Stability Studies of a New Amine Blend for the Capture of CO2
Global warming and climate change due to the excess release of CO2 from human activities has been one of the world’s problems for a number of years now. Many ideologies have been born in the quest to seek a solution to this global problem. One of the captivating solutions is to use right proportions of different sources of fuels together with a post combustion carbon capture technology to achieve net zero or negative CO2 emissions (Avor et al., 2022).
Post combustion carbon capture technology using solvent absorption has proven to be very reliable and efficient. However, some critical challenges faced by investors include solvent cost, solvent loss and cost of solvent regeneration. Monoethanolamine (MEA) being the most explored alkanolamine absorbent and the benchmark for all other absorbents is noted for high absorption rate, low solvent cost and low viscosity. Nevertheless, MEA has high rate of degradation which leads to high solvent loss.

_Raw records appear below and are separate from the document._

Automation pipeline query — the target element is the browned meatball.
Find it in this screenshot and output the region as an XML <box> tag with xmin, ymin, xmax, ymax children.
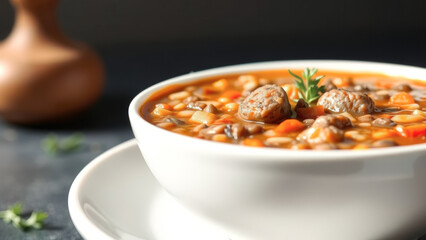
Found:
<box><xmin>318</xmin><ymin>89</ymin><xmax>375</xmax><ymax>115</ymax></box>
<box><xmin>238</xmin><ymin>84</ymin><xmax>291</xmax><ymax>123</ymax></box>
<box><xmin>312</xmin><ymin>115</ymin><xmax>352</xmax><ymax>129</ymax></box>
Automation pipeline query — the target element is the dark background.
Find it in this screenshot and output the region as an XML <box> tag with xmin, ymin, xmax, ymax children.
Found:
<box><xmin>0</xmin><ymin>0</ymin><xmax>426</xmax><ymax>240</ymax></box>
<box><xmin>0</xmin><ymin>0</ymin><xmax>426</xmax><ymax>96</ymax></box>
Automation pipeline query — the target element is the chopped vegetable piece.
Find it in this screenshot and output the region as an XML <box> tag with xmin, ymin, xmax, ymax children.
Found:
<box><xmin>396</xmin><ymin>123</ymin><xmax>426</xmax><ymax>138</ymax></box>
<box><xmin>242</xmin><ymin>138</ymin><xmax>265</xmax><ymax>147</ymax></box>
<box><xmin>275</xmin><ymin>119</ymin><xmax>306</xmax><ymax>134</ymax></box>
<box><xmin>283</xmin><ymin>84</ymin><xmax>300</xmax><ymax>102</ymax></box>
<box><xmin>189</xmin><ymin>111</ymin><xmax>217</xmax><ymax>124</ymax></box>
<box><xmin>212</xmin><ymin>78</ymin><xmax>229</xmax><ymax>91</ymax></box>
<box><xmin>152</xmin><ymin>107</ymin><xmax>172</xmax><ymax>117</ymax></box>
<box><xmin>221</xmin><ymin>90</ymin><xmax>241</xmax><ymax>100</ymax></box>
<box><xmin>371</xmin><ymin>129</ymin><xmax>399</xmax><ymax>140</ymax></box>
<box><xmin>296</xmin><ymin>106</ymin><xmax>325</xmax><ymax>120</ymax></box>
<box><xmin>390</xmin><ymin>92</ymin><xmax>416</xmax><ymax>105</ymax></box>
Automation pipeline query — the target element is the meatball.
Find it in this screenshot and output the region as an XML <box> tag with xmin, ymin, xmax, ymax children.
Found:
<box><xmin>318</xmin><ymin>89</ymin><xmax>375</xmax><ymax>115</ymax></box>
<box><xmin>312</xmin><ymin>115</ymin><xmax>352</xmax><ymax>129</ymax></box>
<box><xmin>238</xmin><ymin>84</ymin><xmax>291</xmax><ymax>123</ymax></box>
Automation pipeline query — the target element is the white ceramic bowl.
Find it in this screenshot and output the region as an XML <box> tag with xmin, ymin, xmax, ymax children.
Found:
<box><xmin>129</xmin><ymin>60</ymin><xmax>426</xmax><ymax>240</ymax></box>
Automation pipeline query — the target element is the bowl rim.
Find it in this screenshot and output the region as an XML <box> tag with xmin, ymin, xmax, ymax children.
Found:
<box><xmin>128</xmin><ymin>60</ymin><xmax>426</xmax><ymax>162</ymax></box>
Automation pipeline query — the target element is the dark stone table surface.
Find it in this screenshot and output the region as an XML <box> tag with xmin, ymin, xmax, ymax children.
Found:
<box><xmin>0</xmin><ymin>39</ymin><xmax>426</xmax><ymax>240</ymax></box>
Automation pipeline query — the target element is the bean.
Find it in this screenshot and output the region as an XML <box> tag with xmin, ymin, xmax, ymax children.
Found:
<box><xmin>312</xmin><ymin>143</ymin><xmax>337</xmax><ymax>151</ymax></box>
<box><xmin>166</xmin><ymin>117</ymin><xmax>186</xmax><ymax>126</ymax></box>
<box><xmin>157</xmin><ymin>122</ymin><xmax>175</xmax><ymax>128</ymax></box>
<box><xmin>176</xmin><ymin>110</ymin><xmax>195</xmax><ymax>118</ymax></box>
<box><xmin>183</xmin><ymin>96</ymin><xmax>200</xmax><ymax>104</ymax></box>
<box><xmin>358</xmin><ymin>123</ymin><xmax>371</xmax><ymax>127</ymax></box>
<box><xmin>303</xmin><ymin>118</ymin><xmax>315</xmax><ymax>127</ymax></box>
<box><xmin>266</xmin><ymin>137</ymin><xmax>293</xmax><ymax>145</ymax></box>
<box><xmin>224</xmin><ymin>103</ymin><xmax>240</xmax><ymax>113</ymax></box>
<box><xmin>371</xmin><ymin>139</ymin><xmax>398</xmax><ymax>148</ymax></box>
<box><xmin>192</xmin><ymin>123</ymin><xmax>207</xmax><ymax>133</ymax></box>
<box><xmin>212</xmin><ymin>134</ymin><xmax>228</xmax><ymax>142</ymax></box>
<box><xmin>173</xmin><ymin>103</ymin><xmax>186</xmax><ymax>111</ymax></box>
<box><xmin>358</xmin><ymin>114</ymin><xmax>374</xmax><ymax>122</ymax></box>
<box><xmin>203</xmin><ymin>104</ymin><xmax>219</xmax><ymax>114</ymax></box>
<box><xmin>189</xmin><ymin>111</ymin><xmax>217</xmax><ymax>124</ymax></box>
<box><xmin>392</xmin><ymin>115</ymin><xmax>425</xmax><ymax>123</ymax></box>
<box><xmin>400</xmin><ymin>103</ymin><xmax>420</xmax><ymax>110</ymax></box>
<box><xmin>186</xmin><ymin>102</ymin><xmax>207</xmax><ymax>111</ymax></box>
<box><xmin>392</xmin><ymin>83</ymin><xmax>413</xmax><ymax>92</ymax></box>
<box><xmin>245</xmin><ymin>124</ymin><xmax>263</xmax><ymax>135</ymax></box>
<box><xmin>169</xmin><ymin>91</ymin><xmax>190</xmax><ymax>100</ymax></box>
<box><xmin>413</xmin><ymin>110</ymin><xmax>426</xmax><ymax>117</ymax></box>
<box><xmin>212</xmin><ymin>78</ymin><xmax>229</xmax><ymax>91</ymax></box>
<box><xmin>224</xmin><ymin>123</ymin><xmax>248</xmax><ymax>140</ymax></box>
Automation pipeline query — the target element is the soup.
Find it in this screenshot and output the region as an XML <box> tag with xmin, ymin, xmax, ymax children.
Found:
<box><xmin>140</xmin><ymin>69</ymin><xmax>426</xmax><ymax>150</ymax></box>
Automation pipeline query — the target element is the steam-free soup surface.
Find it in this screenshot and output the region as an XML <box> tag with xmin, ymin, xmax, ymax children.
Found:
<box><xmin>140</xmin><ymin>70</ymin><xmax>426</xmax><ymax>150</ymax></box>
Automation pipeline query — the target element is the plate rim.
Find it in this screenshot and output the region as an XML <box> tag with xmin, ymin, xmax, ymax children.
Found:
<box><xmin>68</xmin><ymin>138</ymin><xmax>139</xmax><ymax>240</ymax></box>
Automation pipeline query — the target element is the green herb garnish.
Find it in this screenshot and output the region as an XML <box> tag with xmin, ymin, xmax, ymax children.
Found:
<box><xmin>288</xmin><ymin>68</ymin><xmax>325</xmax><ymax>104</ymax></box>
<box><xmin>0</xmin><ymin>203</ymin><xmax>48</xmax><ymax>231</ymax></box>
<box><xmin>41</xmin><ymin>133</ymin><xmax>84</xmax><ymax>155</ymax></box>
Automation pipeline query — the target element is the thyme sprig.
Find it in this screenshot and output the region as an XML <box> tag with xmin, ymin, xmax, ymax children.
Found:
<box><xmin>0</xmin><ymin>203</ymin><xmax>48</xmax><ymax>231</ymax></box>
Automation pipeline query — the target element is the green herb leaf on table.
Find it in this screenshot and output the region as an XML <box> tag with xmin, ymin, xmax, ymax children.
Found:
<box><xmin>42</xmin><ymin>133</ymin><xmax>84</xmax><ymax>155</ymax></box>
<box><xmin>288</xmin><ymin>68</ymin><xmax>325</xmax><ymax>105</ymax></box>
<box><xmin>0</xmin><ymin>203</ymin><xmax>48</xmax><ymax>231</ymax></box>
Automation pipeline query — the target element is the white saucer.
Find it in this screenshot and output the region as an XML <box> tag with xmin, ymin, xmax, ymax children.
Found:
<box><xmin>68</xmin><ymin>140</ymin><xmax>228</xmax><ymax>240</ymax></box>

Degradation in the context of CO2 capture process, refers to the loss of active sites of an absorbent. It is caused by the unsought side reaction between an absorbent and either oxygen, NOx, SOx or other flue gas impurities such as particulate matter and heavy metals. High temperatures are also known to aid degrade absorbents to form degradation products. Solvent degradation is an important parameter to consider during solvent selection for commercial use in CO2 capture process. Solvent degradation does not only lead to solvent loss but degradation products like carboxylic acids and heat stable salt (HSS) promotes corrosion. Also, nitrosamines emitted due to some absorbent reaction with NOx poses a threat to human health. There are chances of fouling and solvent foaming due to degradation. Least to mention is the increase in operational cost due to increase in heat duty required for regeneration because of the presence of degradation products.
This work seeks to evaluate the stability of a new amine blend which has better CO2 absorption and cyclic capacity compared to the benchmark, 5M MEA (Avor et., 2022). The degradation studies of the new amine blend will be fully characterised in terms of reaction kinetics and mechanisms. This will be done by running a simulated co-combustion flue gas of biomass and natural gas through the new amine blend at various absorption and desorption conditions for long hours. Also, gases emitted from the study will be analysed to ascertain how safe the process is to our environment.